Together, these tools create a powerful platform for low-latency, AI-driven applications that enable companies to deliver the experiences their users demand. Akamai Cloud Inference operates on the company’s massively distributed network, capable of consistently delivering over one petabyte per second of performance for data-intensive workloads. Comprising more than 4,100 points of presence across over 1,200 networks in more than 130 countries worldwide, Akamai Cloud makes computing resources available from the cloud to the edge, while accelerating application performance and enhancing scalability.
The Shift from Training to Inference
As AI adoption matures, companies are recognizing that the hype surrounding LLMs has created a distraction, diverting attention from practical AI solutions that are better suited to solve specific business problems. LLMs excel at general-purpose tasks like summarization, translation, and customer support. These are very large models that are expensive and require significant training time.
Many companies have been constrained by architectural requirements and costs, including data centers and compute power, well-structured, secure, and scalable data systems, and the challenges that location and security requirements impose on decision latency. Lightweight AI models, designed to address specific business problems, can be optimized for specific sectors, leveraging proprietary data to create measurable outcomes and represent a better return on investment for today’s businesses.
AI Inference Needs a More Distributed Cloud
Increasingly, data will be generated outside centralized data centers or cloud regions.
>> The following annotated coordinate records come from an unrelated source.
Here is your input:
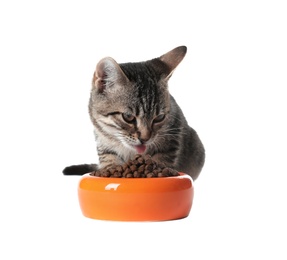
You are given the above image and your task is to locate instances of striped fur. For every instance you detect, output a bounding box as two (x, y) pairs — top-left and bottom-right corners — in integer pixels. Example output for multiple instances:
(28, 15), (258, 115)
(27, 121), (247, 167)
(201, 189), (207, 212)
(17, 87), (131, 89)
(63, 46), (205, 180)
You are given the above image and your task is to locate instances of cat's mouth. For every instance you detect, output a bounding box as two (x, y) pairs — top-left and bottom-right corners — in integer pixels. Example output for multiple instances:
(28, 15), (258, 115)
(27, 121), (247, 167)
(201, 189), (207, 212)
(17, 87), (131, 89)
(135, 144), (146, 154)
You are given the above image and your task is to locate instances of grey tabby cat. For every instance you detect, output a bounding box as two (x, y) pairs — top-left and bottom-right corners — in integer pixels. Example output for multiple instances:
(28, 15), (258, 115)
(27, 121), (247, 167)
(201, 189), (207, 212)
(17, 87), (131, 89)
(63, 46), (205, 180)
This shift is driving demand for AI solutions that enable data generation closer to the point of origin. This represents a fundamental reconfiguration of infrastructure needs as companies move beyond the creation and training of LLMs, towards leveraging data to make faster, smarter decisions and invest in more personalized experiences. Businesses recognize that they can generate more value by leveraging AI to manage and enhance their operations and business processes.
Distributed architectures at the cloud and edge are emerging as the preferred solutions for operational intelligence use cases as they can provide real-time actionable insights about distributed assets, even in remote environments. Early examples of customers in the Akamai Cloud include voice assistance in cars, AI-driven crop management, image optimization for consumer goods markets, shopping experiences with virtual garment visualization, automated product description generators, and customer feedback analyzers.
“Creating an LLM is like making a map: it requires collecting data, analyzing the terrain, and plotting routes. It is slow and resource-intensive, but once built, it is very useful. AI inference is like using a GPS: it instantly applies that knowledge, recalculates in real-time, and adapts to changes to get you where you need to go,” adds Arnau. “Inference is the next frontier of AI.”